### AE2M99CZS Exercise - Discrete Fourier Transform (DFT) Basic properties of periodogram and application examples

Tasks to do:

• DFT - periodogram, spectral leackage
• Generate sinosoid with parameters f=1000 Hz, fs=8000 Hz, to=0.1 s (duration).
• Choose the short-time frame with the length of N=512 samples and compute its periodogram using DFT (fcn fft). Describe correctly scale on frequency axis in Hertz and observe various way of results displaing (i.e. use fcn plot with varoius parameters or fcn stem).
• Observe also the periodogram for frame length of N=512, 510, 508 samples and N=512, 515, 520 samples. Explain observed results for varying frame length.
• Repeat poit above for sinosoid with parameters f=1231 Hz, fs=8000 Hz, to=0.1 s (duration) for frame length of N=512, 510, 508 samples. Explain a difference in comparison to the previous case of the sinusoid with f=1000 Hz.
• Repeat the same analyses when Hamming window is used for short-time frame weighting (fcn hamming).

• Observe short-time DFT spectrum of speech signal.
• 1st checked result: Read the part of voiced speech sound vm4.bin, which is sampled by fs = 16 kHz and saved in raw binary form without a header. To load it into MATLAB environment use attached function loadbin.m, this function is not part of any standard MATLAB toolbox! You should place it into your working directory! Realize the following analyses for given signal:
• draw short-time power spectrum in dB for the first available frame with the length of N=512 samples,
• compare the spectrum for weighted (Hamming window) and unweighted (rectangular window) short-time frame,
• determine the frequency of the first main peak in spectral envelope,
• compare power spectra computed for the frame lengths of N=64, 128, 256, 512, 1024, 2000 samples.

• In the case of free time, repeat illustratively also for signals: vf0.bin, vm0.bin, vf1.bin, vm1.bin, vf2.bin, vm2.bin, vf3.bin, vm3.bin, vf4.bin, vm4.bin, vf5.bin, vm5.bin, vf6.bin, vm6.bin, vf7.bin, vm7.bin, vf8.bin, vm8.bin, vf9.bin, vm9.bin.

• Zero padding in computation of DFT
• Generate the sinusoid with f = 1231 Hz, fs = 8000 Hz nad the frame length of N=512 samples. Observe periodogram computed by DFT with the order of NDFT = 512, 1024, 2048, 4096, 8192 and explain obtained results.

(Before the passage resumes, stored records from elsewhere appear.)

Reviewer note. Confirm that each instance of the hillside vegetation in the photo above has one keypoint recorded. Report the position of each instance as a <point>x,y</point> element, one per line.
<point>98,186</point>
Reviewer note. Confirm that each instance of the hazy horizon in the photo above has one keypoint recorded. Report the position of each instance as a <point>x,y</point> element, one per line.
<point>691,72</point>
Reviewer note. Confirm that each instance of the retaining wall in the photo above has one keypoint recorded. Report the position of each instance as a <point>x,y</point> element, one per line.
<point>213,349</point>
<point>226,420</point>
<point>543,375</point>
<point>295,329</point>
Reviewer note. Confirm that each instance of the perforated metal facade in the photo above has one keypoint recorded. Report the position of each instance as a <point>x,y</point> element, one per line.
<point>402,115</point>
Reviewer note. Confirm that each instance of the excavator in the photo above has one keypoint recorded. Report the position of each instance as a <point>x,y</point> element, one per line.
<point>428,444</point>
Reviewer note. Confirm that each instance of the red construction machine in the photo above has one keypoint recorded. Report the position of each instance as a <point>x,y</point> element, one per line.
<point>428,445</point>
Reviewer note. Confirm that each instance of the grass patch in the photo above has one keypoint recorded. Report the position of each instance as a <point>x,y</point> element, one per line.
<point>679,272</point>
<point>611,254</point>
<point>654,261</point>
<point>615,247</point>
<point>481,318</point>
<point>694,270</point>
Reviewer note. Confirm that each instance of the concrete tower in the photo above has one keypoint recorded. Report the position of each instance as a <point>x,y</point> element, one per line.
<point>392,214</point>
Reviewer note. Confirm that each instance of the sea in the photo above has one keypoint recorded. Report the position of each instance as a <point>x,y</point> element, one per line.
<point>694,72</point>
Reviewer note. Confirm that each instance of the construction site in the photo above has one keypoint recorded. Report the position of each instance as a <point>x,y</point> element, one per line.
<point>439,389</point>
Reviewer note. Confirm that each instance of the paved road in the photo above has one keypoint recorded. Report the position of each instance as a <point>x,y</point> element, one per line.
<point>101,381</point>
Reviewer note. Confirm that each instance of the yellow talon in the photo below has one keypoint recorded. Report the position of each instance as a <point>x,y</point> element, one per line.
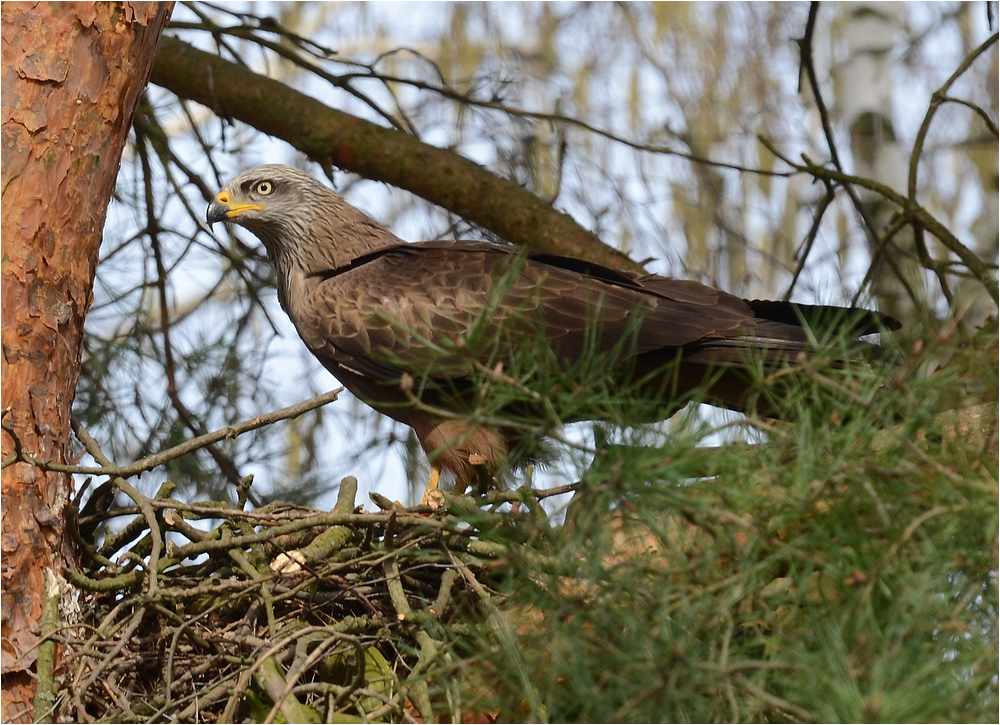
<point>432,485</point>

• Accuracy improvement for the analysis of harmonic components in a record.
• 2nd checked result: Load signals sig1.mat and sig2.mat containing the short records of a mixture of harmonic components with background gaussian white noise. The signals are sampled by fs = 200 Hz and they are saved in MATLAB binary format. Use the fcn load to load the data into MATLAB. Determine for both signals:
• number of harmonic components and their frequencies,
• do it on the basis of DFT spectrum computed from available length of N=40 samples or from the record extended by zeros to the length of N=512 samples.

• Periodicity in Short-Time DFT Spectrum
• bserve periodograms of following signals which contain one, two, three, or four periods of voiced speech sound vm0-1-per.bin, vm0-2-per.bin, vm0-3-per.bin, vm0-4-per.bin. The signals have binary format, to load them into MATLAB use the function loadbin.m. and find shor-time DFT of these signal. Length of the DFT should be always the same as length of analyzed signal.
• Observe the changes in the spectrum of the signal vm0-4-per.bin (with 4 periods) when it is analyzed by DFT of the order
a) 479, 481
b) 470, 490
c) 256, 512
d) 1024
e) 2048
• 3rd checked result: Observe the priodicity in the real signal (part of voiced phone) vm0-real-per.bin and try to estimate fundamental period (and fundamental frequency) of given quasiperiodic signal (voiced speech sound). Compute the periodogram for
a) NFFT = 512
b) NFFT = 4096
• 4th checked result: Observe the spectrum on aperiodic signal (part of unvoiced phone) real-non-per.bin and compare for srovnejte s předchozíprevious variant of periodic signal. Compute the priodogram again for
a) NFFT = 512
b) NFFT = 4096

IN THE CASE OF FREE TIME

• Determine the voice pitch also for other records referenced in the first item of this exercise.

• Determine the pitch of musical instrument tones from last week exercises and compare it with the results achieved using autocorrelation analysis - cembalo_d_dur_2.wav, fletna_d_dur_6.wav, housle_d_dur_5.wav, kytara_d_dur_1.wav, piano_d_dur_4.wav, varhany1_d_dur_3.wav, varhany2_d_dur_8.wav.